Potential-flow models for channelled two-dimensional premixed flames around near-circular obstacles

TL;DR

This paper develops potential-flow models for two-dimensional premixed flames in channels with obstacles, capturing complex phenomena like steady fronts, wrinkles, flash-backs, and pulsating flows through numerical solutions of integro-differential equations.

Contribution

It introduces a regularised generalisation of Frankel's equation using conformal maps and Green's functions for flames near obstacles, advancing modeling capabilities.

Findings

Numerical solutions show steady, wrinkled, and pulsating flame fronts.

The model captures noise-induced phenomena and flash-back events.

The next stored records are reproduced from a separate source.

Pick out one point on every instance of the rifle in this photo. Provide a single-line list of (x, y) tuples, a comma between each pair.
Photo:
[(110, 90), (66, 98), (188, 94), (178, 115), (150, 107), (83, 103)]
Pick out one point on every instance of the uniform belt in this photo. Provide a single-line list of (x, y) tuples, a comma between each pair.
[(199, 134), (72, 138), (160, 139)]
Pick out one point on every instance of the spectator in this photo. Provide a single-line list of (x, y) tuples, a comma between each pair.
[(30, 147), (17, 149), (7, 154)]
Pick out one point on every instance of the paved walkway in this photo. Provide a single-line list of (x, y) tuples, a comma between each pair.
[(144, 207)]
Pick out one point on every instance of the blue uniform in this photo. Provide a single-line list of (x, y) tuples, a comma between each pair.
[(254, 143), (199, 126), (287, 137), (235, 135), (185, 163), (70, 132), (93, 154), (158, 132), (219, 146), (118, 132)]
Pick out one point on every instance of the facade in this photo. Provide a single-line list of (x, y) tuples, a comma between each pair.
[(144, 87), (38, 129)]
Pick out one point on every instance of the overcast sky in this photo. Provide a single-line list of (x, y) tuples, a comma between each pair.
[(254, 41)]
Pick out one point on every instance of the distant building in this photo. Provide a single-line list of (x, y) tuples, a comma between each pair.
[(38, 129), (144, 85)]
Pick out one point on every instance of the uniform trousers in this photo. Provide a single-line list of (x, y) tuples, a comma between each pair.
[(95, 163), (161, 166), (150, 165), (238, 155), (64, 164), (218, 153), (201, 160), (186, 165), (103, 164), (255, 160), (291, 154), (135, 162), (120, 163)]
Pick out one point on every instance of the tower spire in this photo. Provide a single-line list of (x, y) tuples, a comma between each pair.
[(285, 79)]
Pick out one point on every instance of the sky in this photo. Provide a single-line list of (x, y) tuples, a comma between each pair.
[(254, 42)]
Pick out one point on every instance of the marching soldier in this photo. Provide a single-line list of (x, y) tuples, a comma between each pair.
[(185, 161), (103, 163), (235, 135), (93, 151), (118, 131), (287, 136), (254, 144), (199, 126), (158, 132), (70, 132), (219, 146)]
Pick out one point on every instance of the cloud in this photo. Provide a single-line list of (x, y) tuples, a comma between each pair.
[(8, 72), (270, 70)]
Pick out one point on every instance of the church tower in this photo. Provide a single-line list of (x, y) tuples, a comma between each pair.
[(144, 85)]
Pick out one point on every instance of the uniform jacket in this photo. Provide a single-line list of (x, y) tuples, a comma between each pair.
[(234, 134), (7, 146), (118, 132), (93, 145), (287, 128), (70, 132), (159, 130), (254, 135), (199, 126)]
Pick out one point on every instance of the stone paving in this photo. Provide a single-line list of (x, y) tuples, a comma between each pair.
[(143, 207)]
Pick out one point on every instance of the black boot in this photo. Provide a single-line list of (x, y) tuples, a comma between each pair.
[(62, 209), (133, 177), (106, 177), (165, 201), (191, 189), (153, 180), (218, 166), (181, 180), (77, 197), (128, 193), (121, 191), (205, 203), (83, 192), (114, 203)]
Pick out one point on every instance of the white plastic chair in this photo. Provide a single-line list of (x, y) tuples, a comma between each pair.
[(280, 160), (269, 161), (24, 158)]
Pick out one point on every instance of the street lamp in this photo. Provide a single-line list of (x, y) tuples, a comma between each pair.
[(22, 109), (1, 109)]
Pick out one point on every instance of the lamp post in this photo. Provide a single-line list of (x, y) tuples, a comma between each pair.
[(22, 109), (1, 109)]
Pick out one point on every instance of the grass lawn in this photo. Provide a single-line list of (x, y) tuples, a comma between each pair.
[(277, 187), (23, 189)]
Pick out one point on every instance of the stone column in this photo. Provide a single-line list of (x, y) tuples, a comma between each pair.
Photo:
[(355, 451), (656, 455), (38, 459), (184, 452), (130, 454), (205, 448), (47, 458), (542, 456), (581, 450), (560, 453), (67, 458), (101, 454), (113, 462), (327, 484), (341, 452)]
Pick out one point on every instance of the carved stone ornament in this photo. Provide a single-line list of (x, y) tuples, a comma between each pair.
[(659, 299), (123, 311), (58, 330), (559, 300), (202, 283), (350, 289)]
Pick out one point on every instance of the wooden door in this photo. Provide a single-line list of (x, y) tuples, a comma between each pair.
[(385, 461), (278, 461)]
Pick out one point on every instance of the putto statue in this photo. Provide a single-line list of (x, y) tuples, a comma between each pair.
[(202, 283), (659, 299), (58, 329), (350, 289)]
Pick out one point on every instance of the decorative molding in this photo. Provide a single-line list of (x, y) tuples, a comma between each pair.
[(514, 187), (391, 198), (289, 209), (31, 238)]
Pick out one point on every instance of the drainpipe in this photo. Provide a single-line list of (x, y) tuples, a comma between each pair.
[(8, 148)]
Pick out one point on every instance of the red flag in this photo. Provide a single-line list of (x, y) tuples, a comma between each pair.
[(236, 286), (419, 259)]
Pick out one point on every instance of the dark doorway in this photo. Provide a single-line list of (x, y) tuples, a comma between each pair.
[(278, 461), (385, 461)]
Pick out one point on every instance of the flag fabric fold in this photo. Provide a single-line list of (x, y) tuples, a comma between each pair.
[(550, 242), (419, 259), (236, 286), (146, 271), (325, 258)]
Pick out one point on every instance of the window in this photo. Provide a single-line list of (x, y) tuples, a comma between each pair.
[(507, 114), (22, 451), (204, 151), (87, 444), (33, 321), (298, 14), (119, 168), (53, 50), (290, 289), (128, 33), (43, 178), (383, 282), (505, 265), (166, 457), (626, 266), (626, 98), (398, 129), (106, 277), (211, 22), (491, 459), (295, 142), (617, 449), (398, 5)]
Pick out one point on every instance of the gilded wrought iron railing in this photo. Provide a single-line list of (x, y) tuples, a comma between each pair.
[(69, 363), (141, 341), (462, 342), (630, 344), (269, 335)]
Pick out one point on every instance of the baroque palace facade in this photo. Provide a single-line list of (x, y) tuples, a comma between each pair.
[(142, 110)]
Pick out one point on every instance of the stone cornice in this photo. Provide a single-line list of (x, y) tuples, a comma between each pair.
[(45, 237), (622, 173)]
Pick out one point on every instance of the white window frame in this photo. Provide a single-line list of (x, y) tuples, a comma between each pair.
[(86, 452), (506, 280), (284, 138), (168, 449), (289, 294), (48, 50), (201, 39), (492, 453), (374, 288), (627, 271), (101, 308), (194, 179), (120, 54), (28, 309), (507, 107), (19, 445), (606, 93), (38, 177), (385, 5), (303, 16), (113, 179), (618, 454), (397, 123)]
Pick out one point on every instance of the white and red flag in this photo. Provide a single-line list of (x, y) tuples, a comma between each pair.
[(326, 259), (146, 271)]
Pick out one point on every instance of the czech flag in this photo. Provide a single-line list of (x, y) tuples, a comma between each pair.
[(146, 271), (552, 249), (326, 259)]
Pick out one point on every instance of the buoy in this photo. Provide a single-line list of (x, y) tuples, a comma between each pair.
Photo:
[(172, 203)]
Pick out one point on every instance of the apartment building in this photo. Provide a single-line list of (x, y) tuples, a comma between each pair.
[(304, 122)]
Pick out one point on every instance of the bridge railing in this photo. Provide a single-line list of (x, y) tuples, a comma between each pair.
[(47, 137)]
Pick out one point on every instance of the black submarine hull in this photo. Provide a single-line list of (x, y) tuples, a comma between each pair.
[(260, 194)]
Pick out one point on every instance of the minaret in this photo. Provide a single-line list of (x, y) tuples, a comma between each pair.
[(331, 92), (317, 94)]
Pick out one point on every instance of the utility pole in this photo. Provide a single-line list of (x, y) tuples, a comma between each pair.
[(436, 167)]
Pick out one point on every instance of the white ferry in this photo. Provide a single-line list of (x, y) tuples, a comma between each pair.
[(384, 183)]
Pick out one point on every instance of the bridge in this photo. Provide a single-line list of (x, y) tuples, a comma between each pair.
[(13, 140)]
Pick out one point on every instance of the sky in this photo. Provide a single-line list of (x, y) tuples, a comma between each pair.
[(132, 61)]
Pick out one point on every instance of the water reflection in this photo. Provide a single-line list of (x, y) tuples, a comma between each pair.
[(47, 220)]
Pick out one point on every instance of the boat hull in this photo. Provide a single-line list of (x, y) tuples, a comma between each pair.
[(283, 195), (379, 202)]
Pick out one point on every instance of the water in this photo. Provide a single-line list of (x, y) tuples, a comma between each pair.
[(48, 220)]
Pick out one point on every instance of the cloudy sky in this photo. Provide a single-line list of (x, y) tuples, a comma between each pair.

New mathematical formulations enable detailed physical insights.

Abstract

The dynamics of two-dimensional thin premixed flames is addressed in the framework of mathematical models where the flow field on either side of the front is piecewise incompressible and vorticity-free. Flames confined in channels with asymptotically-straight impenetrable walls are considered. Beside a few free propagations along straight channels, attention is focused on flames propagating against high-speed flows and positioned near a round central obstacle, or near two symmetric bumps protruding inward. Combining conformal maps and Green's functions, a regularised generalisation of Frankel's integro-differential equation for the instantaneous front shape in each configuration is derived, and solved numerically. This produces a variety of real looking phenomena: steady fronts (symmetric or not), noise-induced sub-wrinkles, flash-back events and breathing fronts in pulsating flows. Perspectives and open mathematical/physical problems are finally evoked.